Called when loading a checkpoint, implement to reload datamodule state given datamodule state_dict.

Parameters

state_dict (Dict[str, Any]) – the datamodule state returned by state_dict.

Return type

None

size(dim=None)[source]

Return the dimension of each input either as a tuple or list of tuples. You can index this just as you would with a torch tensor.

Deprecated since version v1.5: Will be removed in v1.7.0.

Return type

Union[Tuple, List[Tuple]]

state_dict()[source]

Called when saving a checkpoint, implement to generate and save datamodule state.

Return type

Dict[str, Any]

Returns

A dictionary containing datamodule state.

property dims

A tuple describing the shape of your data. Extra functionality exposed in size.
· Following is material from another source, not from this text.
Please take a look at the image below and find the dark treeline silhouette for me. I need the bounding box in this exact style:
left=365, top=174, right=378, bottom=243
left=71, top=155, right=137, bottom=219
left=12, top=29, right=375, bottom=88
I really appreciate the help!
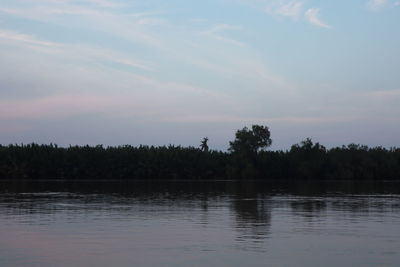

Deprecated since version v1.5: Will be removed in v1.7.0.

property test_transforms

Optional transforms (or collection of transforms) you can apply to test dataset.

Deprecated since version v1.5: Will be removed in v1.7.0.

property train_transforms

Optional transforms (or collection of transforms) you can apply to train dataset.

Deprecated since version v1.5: Will be removed in v1.7.0.

property val_transforms

Optional transforms (or collection of transforms) you can apply to validation dataset.

Deprecated since version v1.5: Will be removed in v1.7.0.